Line Laundry

Catmojo
Matt
Sat 20 Nov 2021 08:20
23:01N 21:23W

All fine, still 6 to 7 knots motorsailing, sea around a metre swell, and a full-ish moon overnight.

Little bit more wind overnight to a massive 8knots from E ish, but I couldn't use the mainsail cos the lines were in the wash. See, I decided to use some of the very hot water produced by running the engine to have a shower, and then another shower. Then, I thought it would be jolly good to soak the jib lines in some of the hot water too. And why not the spinnaker and main halyards as well? I didn't take them off, just filled big buckets on the foredeck usinhg smaller buckets from the sink tap, and lifted downhaul lines to allow almost all the spi and main halyards to sit in a long soak overnight with laundry liquid. The jib/foresail lines had only an afternoon soak and quick rinse (no spin, obviously) so the jib has been back up overnight with free of Sahara/Lanzarote dust and far less nastily wiry.

I spent/wasted some of yesterday afternoon making a hose adapter for the galley sink tap to a hose pipe for the line-washing project above, to pipe the hot water directly to the foredeck, which eventually worked (only moderately) well with only limited water spraying around the saloon and galley from time to time, largely controlled by a towel over the tap. Well, the computer still works anyway.

There's two batches of lettuce bought on 16th, and all fine with the first so far. The second batch is extra-sealed around the edges with masking tape where I attempted (and largely failed) to suck air out of the container before finally totally sealing it down. But anyway, I can see it lasting at least a week or maybe more at this rate. No, not limp and nasty at all, and I could definitely rejuvenate it more with quick washing. I didn't wash the lettuces before storage btw, just broke off the individual leaves.
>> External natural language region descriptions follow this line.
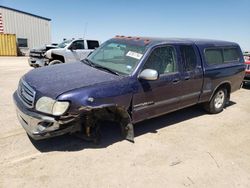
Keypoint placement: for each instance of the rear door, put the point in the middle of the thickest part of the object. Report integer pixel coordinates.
(160, 96)
(192, 75)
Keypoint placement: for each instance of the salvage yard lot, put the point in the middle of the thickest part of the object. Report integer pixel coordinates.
(187, 148)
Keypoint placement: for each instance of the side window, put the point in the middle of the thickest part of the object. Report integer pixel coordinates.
(92, 44)
(231, 54)
(78, 45)
(213, 56)
(22, 42)
(188, 57)
(162, 59)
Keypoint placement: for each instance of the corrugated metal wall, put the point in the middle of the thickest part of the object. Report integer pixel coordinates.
(36, 30)
(8, 45)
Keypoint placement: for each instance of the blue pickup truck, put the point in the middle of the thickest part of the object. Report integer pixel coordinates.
(127, 80)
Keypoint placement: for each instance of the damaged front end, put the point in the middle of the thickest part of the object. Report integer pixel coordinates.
(92, 119)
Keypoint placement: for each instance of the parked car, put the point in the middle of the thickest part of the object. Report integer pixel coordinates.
(128, 80)
(247, 72)
(65, 52)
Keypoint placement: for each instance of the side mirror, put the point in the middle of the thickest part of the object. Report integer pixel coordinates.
(72, 47)
(149, 74)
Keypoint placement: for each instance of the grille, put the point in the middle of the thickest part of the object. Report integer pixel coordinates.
(26, 94)
(248, 67)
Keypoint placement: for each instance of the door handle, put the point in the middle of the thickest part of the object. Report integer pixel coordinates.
(176, 80)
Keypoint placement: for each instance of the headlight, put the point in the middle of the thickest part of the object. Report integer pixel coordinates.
(50, 106)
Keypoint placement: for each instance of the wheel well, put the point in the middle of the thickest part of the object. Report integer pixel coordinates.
(57, 57)
(227, 86)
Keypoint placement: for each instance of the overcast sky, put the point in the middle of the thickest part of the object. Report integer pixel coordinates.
(102, 19)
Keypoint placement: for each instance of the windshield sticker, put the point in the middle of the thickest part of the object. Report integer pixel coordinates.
(134, 55)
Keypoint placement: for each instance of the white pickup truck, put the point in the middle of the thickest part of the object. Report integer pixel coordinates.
(65, 52)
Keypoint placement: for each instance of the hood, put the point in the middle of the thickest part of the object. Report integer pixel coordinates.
(54, 80)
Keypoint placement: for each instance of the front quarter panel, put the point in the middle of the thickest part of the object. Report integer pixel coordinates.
(113, 93)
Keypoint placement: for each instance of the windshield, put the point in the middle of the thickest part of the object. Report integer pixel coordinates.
(64, 43)
(118, 56)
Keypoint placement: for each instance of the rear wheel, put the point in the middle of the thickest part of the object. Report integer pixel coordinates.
(54, 62)
(218, 101)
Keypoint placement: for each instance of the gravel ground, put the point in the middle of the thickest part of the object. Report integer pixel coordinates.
(187, 148)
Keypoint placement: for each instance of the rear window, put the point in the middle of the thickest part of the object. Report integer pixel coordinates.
(92, 44)
(214, 56)
(231, 54)
(217, 56)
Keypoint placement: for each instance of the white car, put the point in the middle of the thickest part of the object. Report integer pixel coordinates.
(65, 52)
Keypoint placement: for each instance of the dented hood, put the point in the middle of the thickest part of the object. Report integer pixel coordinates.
(51, 81)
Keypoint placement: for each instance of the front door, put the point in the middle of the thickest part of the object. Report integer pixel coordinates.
(158, 97)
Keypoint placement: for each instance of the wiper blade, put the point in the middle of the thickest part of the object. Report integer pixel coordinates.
(90, 63)
(106, 69)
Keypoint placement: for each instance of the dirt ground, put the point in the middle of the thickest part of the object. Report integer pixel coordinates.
(187, 148)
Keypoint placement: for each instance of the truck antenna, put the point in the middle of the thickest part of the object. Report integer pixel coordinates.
(85, 29)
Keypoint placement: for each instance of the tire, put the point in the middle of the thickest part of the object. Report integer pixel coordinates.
(54, 62)
(218, 101)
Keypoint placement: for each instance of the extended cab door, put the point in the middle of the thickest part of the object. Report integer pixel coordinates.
(191, 76)
(160, 96)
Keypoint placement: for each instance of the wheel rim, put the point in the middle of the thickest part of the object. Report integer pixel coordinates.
(219, 99)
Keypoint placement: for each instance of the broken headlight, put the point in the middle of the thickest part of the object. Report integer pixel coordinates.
(51, 106)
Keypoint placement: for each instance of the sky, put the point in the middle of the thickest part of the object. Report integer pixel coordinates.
(103, 19)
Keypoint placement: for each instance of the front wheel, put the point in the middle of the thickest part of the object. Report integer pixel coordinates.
(218, 101)
(54, 62)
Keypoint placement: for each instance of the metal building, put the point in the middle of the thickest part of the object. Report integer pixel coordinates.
(31, 30)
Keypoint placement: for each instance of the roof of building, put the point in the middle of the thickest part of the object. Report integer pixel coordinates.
(48, 19)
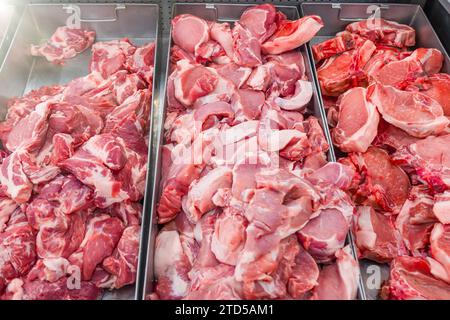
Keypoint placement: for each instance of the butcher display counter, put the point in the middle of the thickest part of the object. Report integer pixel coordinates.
(21, 72)
(218, 13)
(8, 15)
(336, 17)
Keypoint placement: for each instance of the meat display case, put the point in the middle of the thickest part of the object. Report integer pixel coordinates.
(337, 16)
(21, 72)
(221, 13)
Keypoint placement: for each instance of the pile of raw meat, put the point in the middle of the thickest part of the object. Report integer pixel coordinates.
(72, 174)
(249, 207)
(389, 107)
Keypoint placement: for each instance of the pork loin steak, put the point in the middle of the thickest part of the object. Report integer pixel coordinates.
(430, 158)
(357, 122)
(411, 278)
(413, 112)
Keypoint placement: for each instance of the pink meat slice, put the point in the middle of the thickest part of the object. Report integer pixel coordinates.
(324, 235)
(411, 278)
(192, 82)
(441, 207)
(64, 44)
(122, 265)
(305, 275)
(436, 87)
(385, 185)
(229, 236)
(340, 73)
(430, 159)
(199, 197)
(413, 112)
(440, 245)
(357, 121)
(376, 236)
(292, 34)
(416, 220)
(29, 132)
(338, 281)
(344, 41)
(102, 235)
(431, 59)
(384, 32)
(246, 47)
(189, 32)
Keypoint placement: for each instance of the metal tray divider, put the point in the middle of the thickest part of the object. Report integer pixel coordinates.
(446, 68)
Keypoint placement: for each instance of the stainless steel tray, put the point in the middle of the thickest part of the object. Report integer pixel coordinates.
(8, 17)
(215, 12)
(21, 72)
(336, 17)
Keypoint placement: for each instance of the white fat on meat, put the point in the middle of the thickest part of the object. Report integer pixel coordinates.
(302, 96)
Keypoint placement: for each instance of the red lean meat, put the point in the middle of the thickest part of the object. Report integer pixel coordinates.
(249, 206)
(64, 44)
(399, 161)
(73, 172)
Late afternoon I found what seemed to be an abandoned boat, not moving, no sails up. It was static on radar, and as with most sailing boats out here it seems - no AIS. As I got closer I tried raising them on VHF. No answer. Binocular inspection showed it was a Jeanneau 49. There was finally some movement on deck and the motor was running, so all fine. French flagged but I didn't get the name. Three crew with estimated combined age over 210 years. I waved, they waved. As I moved past, they kinda guiltily pulled out a bit of in-mast furled mainsail and pointed west towards even less wind, but still hardly moving for the whole 2 hours as I approached and left them. Oh well. Maybe they were having dinner, or waiting for the ARC helicopters.

It'll be just over 450 miles direct back to Las Palmas at 830 GMT, which means 150miles VMG per day = just over 6knots average VMG. 6knots is 18-19 day crossing and fine enough. No rush.